My husband K declined when I invited him to see The Pitmen Painters, the latest British import that opened last week at the Manhattan Theatre Club’s Samuel J. Friedman Theatre. He said the show sounded too much like Billy Elliot.  And, having seen that musical about the miner’s son who becomes a ballet dancer here and in London, K said he didn’t need to see the same story again.

I got what he was saying. The Pitmen Painters, a stage adaptation of a book about real-life coal miners who were celebrated as artists during the 1930s and ‘40s, isn’t a musical but it was written by Lee Hall, who also did the book for Billy Elliot.  And, once again, Hall takes on the theme of the transformative power of art. 

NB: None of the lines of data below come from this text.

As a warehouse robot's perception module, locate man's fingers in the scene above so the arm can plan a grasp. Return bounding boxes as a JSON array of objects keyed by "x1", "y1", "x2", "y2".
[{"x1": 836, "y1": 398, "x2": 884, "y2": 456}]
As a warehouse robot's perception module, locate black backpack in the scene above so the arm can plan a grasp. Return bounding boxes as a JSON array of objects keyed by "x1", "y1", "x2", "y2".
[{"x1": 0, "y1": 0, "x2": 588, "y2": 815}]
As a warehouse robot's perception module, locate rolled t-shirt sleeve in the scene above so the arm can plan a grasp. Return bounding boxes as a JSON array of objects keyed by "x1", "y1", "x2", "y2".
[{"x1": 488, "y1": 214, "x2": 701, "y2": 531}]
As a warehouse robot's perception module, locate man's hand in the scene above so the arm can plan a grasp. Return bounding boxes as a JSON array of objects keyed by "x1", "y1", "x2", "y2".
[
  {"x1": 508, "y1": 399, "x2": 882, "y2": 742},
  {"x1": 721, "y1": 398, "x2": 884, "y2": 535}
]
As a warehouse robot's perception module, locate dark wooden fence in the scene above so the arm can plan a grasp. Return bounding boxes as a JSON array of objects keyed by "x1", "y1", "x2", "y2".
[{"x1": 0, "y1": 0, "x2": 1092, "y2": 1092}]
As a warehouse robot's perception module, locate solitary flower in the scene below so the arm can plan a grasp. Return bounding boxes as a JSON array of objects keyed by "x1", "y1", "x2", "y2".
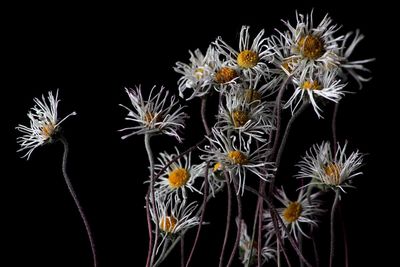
[
  {"x1": 297, "y1": 142, "x2": 363, "y2": 191},
  {"x1": 150, "y1": 191, "x2": 200, "y2": 250},
  {"x1": 174, "y1": 46, "x2": 217, "y2": 100},
  {"x1": 155, "y1": 148, "x2": 205, "y2": 201},
  {"x1": 284, "y1": 71, "x2": 346, "y2": 118},
  {"x1": 264, "y1": 189, "x2": 323, "y2": 240},
  {"x1": 120, "y1": 86, "x2": 188, "y2": 142},
  {"x1": 215, "y1": 26, "x2": 272, "y2": 75},
  {"x1": 16, "y1": 90, "x2": 76, "y2": 159}
]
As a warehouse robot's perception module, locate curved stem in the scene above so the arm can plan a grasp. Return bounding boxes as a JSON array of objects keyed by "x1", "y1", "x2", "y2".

Hall, who grew up in Britain’s coal country, is, at heart, a cultural populist, set on making the case that art isn’t just an elitist thing but can be appreciated and created by working class people. As one line in the play says, “Art belongs to everyone.”

That message resonates with me.  As does The Pitmen Painters. 

The play divides the miners’ tale into two parts.  The first act sketches out how the men discovered the joy of expressing themselves on canvas after a professor they recruited to tutor them in a continuing-ed style class decided that the best way to teach them about art was to have them make it. The second act focuses on the challenges the miners faced once their work was taken up by the art cognoscenti.

The eight-member cast, brought over intact from a successful run at London’s National Theatre and beautifully directed by Max Roberts, is superb in both acts. But the first is more fun. It’s filled with good-natured humor as the miners make their first forays into the art world.  And there are soul-stirring moments as their understanding and love of art deepens. As an added bonus, copies of the paintings the real miners made are projected on the overhead screens that are a central part of Gary McCann’s understated but effective design. 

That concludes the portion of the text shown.